Nel febbraio del 1999 una serie di attentati dinamitardi a Toškent fece almeno 15 vittime; pochi giorni dopo, il Movimento islamico dell’Uzbekistan (Imu) pubblicò il suo manifesto politico a sostegno della costituzione di uno stato islamico nel paese, pur non rivendicando direttamente gli attentati. Le posizioni dell’Imu venivano innanzitutto a differenziarsi da altri movimenti islamici storici diffusi nel paese, come Hizb ut-Tahrir, favorevoli alla costituzione di un califfato islamico sotto la cui egida si raccogliessero tutti i paesi musulmani del mondo.
Gli attentati e la pubblicazione del manifesto provocarono una stretta repressiva nel paese e molti membri dell’Imu furono costretti all’esilio, impiantando la propria base principale nell’Afghanistan talebano e in aree remote e scarsamente popolate del Tagikistan. Molti protagonisti del Movimento non erano tuttavia estranei a periodi di confino all’estero, dal momento che il nocciolo duro dell’Imu era costituito da esuli uzbeki che avevano combattuto al fianco degli insorti tagiki durante la guerra civile in quel paese, e che avevano poi rinsaldato le loro connessioni con i talebani.
L’invasione dell’Afghanistan da parte della coalizione militare a guida statunitense, nel 2001, indebolì molto il Movimento, dal momento che venne anche ucciso uno dei suoi leader (Juma Namangani). Ancora oggi, tuttavia, alcune cellule dell’organizzazione restano attive sia in Uzbekistan, sia al confine tra Afghanistan e Pakistan, mentre una scissione di una frangia ancora più estremista dell’Imu ha dato vita alla formazione, nel 2004, dell’Unione della jihad islamica (Iju).
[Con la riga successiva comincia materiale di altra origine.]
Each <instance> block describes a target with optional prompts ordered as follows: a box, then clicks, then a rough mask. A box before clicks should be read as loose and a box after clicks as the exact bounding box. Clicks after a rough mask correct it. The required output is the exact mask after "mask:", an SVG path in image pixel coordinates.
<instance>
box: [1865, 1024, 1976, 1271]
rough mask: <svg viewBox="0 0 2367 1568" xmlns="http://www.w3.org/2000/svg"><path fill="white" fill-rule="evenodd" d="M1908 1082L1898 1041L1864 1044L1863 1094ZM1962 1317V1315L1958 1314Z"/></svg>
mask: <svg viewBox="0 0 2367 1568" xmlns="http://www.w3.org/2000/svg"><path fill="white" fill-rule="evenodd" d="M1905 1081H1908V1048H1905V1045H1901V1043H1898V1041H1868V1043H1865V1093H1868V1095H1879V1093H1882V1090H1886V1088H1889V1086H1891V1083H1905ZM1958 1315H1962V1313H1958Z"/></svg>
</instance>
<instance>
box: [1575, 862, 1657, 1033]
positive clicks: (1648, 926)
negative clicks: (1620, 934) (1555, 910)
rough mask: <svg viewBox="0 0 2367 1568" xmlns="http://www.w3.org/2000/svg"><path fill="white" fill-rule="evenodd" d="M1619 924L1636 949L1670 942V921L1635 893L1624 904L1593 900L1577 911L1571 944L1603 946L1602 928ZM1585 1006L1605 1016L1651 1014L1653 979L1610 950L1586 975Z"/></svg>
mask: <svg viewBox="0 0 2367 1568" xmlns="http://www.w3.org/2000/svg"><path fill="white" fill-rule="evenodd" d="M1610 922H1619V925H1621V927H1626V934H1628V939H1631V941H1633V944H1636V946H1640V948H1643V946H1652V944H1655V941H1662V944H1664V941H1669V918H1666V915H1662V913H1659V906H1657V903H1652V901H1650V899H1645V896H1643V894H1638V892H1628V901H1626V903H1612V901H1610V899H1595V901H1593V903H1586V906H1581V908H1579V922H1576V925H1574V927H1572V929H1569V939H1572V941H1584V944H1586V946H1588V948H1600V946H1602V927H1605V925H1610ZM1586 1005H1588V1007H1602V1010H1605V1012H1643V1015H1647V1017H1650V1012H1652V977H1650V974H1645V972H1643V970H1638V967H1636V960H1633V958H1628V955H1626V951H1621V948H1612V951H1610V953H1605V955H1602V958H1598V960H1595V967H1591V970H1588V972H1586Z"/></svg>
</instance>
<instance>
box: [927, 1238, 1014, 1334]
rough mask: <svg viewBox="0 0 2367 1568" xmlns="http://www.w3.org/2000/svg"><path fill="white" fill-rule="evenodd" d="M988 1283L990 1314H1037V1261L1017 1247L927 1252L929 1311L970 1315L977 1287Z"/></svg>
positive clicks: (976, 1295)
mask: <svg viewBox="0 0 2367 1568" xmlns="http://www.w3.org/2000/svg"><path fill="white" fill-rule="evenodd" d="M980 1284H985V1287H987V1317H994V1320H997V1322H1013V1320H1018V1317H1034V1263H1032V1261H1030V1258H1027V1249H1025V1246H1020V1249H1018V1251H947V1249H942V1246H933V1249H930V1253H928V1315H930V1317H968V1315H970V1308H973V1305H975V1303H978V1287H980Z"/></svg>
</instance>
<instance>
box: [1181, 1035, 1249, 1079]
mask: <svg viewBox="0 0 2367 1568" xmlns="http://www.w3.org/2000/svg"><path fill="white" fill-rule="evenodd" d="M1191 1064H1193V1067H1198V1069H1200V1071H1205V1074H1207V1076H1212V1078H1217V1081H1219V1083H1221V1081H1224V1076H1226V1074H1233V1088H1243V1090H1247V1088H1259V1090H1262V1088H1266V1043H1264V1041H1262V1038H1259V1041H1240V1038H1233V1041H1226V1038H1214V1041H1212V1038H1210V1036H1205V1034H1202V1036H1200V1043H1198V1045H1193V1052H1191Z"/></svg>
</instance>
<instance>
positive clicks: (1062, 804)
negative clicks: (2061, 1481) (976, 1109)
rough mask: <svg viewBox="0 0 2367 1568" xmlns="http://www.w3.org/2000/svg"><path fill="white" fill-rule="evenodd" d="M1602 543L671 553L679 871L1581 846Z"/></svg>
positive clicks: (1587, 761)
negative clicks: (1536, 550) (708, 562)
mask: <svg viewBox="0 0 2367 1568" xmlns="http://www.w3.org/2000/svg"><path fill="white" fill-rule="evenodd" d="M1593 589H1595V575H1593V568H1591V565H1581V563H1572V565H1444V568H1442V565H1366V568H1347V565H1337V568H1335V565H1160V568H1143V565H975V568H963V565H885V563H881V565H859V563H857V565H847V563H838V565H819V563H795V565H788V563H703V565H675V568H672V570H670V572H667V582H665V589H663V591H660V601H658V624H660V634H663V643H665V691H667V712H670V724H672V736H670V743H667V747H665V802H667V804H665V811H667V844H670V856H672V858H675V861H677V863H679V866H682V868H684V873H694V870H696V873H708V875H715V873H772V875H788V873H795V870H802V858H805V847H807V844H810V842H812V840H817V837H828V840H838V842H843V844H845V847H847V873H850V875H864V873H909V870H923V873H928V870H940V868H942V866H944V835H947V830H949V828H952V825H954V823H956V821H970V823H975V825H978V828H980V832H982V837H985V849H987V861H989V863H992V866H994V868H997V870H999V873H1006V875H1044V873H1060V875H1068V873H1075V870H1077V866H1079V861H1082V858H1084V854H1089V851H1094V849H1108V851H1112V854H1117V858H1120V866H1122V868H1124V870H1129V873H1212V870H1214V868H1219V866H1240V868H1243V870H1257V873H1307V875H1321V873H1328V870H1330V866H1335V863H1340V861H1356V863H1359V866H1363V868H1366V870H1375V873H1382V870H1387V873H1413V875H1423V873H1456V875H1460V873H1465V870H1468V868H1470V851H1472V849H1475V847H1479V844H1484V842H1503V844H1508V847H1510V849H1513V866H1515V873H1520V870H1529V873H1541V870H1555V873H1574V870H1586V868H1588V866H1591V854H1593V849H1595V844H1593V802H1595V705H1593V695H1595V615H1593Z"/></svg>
La Iju, scarsamente attiva e composta da pochi membri, è stata tuttavia la prima organizzazione terroristica ad aver utilizzato attacchi suicidi in Asia centrale, e sembra che fino al 2008 abbia potuto disporre di alcune importanti connessioni internazionali, tanto che proprio in quell’anno una serie di attentati sventati in Germania portava la firma dell’organizzazione.